Paul Done's Technical Blog: 2018

Friday, April 13, 2018

MongoDB Graph Query Example, Inspired by Designing Data-Intensive Applications Book

Introduction

People who have worked with me recently are probably bored by me raving about how good this book is: Designing Data-Intensive Applications by Martin Kleppmann (O'Reilly, 2016). Suffice to say, if you are in IT and have any sort of interest in databases and/or data-driven applications, you should read this book. You will be richly rewarded for the effort.

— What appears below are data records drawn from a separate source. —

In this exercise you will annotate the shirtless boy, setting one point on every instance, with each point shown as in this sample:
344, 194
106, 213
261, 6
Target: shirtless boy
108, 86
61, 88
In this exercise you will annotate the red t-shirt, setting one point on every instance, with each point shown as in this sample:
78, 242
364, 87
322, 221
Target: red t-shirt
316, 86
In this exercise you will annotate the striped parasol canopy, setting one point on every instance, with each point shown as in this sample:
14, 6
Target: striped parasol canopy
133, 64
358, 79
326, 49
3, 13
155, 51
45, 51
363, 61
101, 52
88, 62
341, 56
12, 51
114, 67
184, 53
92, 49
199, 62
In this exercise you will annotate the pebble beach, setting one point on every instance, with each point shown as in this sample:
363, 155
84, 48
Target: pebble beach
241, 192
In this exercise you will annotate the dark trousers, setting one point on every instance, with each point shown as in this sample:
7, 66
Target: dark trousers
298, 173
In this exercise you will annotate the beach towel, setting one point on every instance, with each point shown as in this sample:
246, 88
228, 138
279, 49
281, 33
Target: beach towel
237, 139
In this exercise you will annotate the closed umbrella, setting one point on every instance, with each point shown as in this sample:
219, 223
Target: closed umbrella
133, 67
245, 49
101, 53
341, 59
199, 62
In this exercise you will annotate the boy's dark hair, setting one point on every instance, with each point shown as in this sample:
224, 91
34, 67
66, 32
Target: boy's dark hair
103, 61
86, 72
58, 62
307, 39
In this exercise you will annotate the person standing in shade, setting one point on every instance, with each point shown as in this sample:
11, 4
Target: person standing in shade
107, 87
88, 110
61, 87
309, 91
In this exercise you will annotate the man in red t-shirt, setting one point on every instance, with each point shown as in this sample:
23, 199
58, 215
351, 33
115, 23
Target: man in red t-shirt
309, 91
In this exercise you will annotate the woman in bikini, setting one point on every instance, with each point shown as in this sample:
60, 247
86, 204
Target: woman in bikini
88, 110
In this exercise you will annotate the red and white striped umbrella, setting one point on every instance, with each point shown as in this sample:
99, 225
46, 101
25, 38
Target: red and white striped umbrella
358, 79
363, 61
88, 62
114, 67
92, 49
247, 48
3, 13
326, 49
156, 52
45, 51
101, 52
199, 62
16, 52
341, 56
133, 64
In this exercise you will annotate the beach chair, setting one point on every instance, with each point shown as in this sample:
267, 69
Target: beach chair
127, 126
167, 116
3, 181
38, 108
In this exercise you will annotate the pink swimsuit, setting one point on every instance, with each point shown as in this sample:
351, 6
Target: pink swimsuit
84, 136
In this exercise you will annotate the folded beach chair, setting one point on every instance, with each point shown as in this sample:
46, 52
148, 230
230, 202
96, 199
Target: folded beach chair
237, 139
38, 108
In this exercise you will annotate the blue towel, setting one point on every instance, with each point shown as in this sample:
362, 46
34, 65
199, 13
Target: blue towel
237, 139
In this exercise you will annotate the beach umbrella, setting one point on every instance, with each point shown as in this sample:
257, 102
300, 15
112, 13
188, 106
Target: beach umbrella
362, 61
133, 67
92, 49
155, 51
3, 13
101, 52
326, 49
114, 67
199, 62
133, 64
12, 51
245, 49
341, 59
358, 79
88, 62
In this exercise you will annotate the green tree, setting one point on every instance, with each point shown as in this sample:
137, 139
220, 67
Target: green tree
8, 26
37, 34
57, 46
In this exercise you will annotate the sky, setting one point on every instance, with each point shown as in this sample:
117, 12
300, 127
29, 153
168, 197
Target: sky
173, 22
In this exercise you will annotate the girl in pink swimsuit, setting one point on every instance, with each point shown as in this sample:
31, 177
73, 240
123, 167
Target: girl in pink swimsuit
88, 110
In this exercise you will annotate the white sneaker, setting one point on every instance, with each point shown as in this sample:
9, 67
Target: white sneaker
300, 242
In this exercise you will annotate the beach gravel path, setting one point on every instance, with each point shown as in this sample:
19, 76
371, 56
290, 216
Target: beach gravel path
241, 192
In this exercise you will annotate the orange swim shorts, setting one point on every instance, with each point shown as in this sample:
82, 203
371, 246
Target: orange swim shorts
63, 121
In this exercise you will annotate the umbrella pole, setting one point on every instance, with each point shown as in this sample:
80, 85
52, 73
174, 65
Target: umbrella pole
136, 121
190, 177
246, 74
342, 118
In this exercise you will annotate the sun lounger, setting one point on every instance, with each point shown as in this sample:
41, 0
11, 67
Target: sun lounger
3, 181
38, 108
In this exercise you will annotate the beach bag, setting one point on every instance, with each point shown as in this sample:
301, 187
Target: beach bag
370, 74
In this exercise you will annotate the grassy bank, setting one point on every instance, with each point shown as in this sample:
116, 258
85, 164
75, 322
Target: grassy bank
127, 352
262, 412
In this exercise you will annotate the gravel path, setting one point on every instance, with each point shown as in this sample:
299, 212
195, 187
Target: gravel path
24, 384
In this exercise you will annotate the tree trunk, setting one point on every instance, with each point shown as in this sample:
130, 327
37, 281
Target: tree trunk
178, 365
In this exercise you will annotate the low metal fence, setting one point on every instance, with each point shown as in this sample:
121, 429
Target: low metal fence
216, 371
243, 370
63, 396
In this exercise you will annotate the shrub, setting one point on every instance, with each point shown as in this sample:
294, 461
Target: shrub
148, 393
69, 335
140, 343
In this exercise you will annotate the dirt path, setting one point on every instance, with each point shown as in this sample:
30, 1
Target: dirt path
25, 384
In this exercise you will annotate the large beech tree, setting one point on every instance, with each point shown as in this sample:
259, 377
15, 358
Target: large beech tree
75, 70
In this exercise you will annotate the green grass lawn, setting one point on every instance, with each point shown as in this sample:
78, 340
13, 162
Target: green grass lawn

In the second chapter of the book ('Data Models and Query Languages'), Martin has a section called 'Graph Like Data Models' which explores 'graph use cases' where many-to-many relationships are typically modelled with tree-like structures, with indeterminate numbers of inter-connections. The book section shows how a specific 'graph problem' can be solved by using a dedicated graph database technology with associated query language (Cypher) and by using an ordinary relational database with associated query language (SQL). One thing that quickly becomes evident, when reading this section of the book, is how difficult it is in a relational database to model complex many-to-many relationships. This may come as a surprise to some people. However, this is consistent with something I've subconsciously learnt over 20 years of using relational databases, which is, relationships ≠ relations, in the world of RDBMS.

The graph scenario illustrated in the book shows an example of two people, Lucy and Alain, who are married to each other, who are born in different places and who now live together in a third place. For clarity, I've included the diagram from the book, below, to best illustrate the scenario (annotated with the book's details, in red, for reference).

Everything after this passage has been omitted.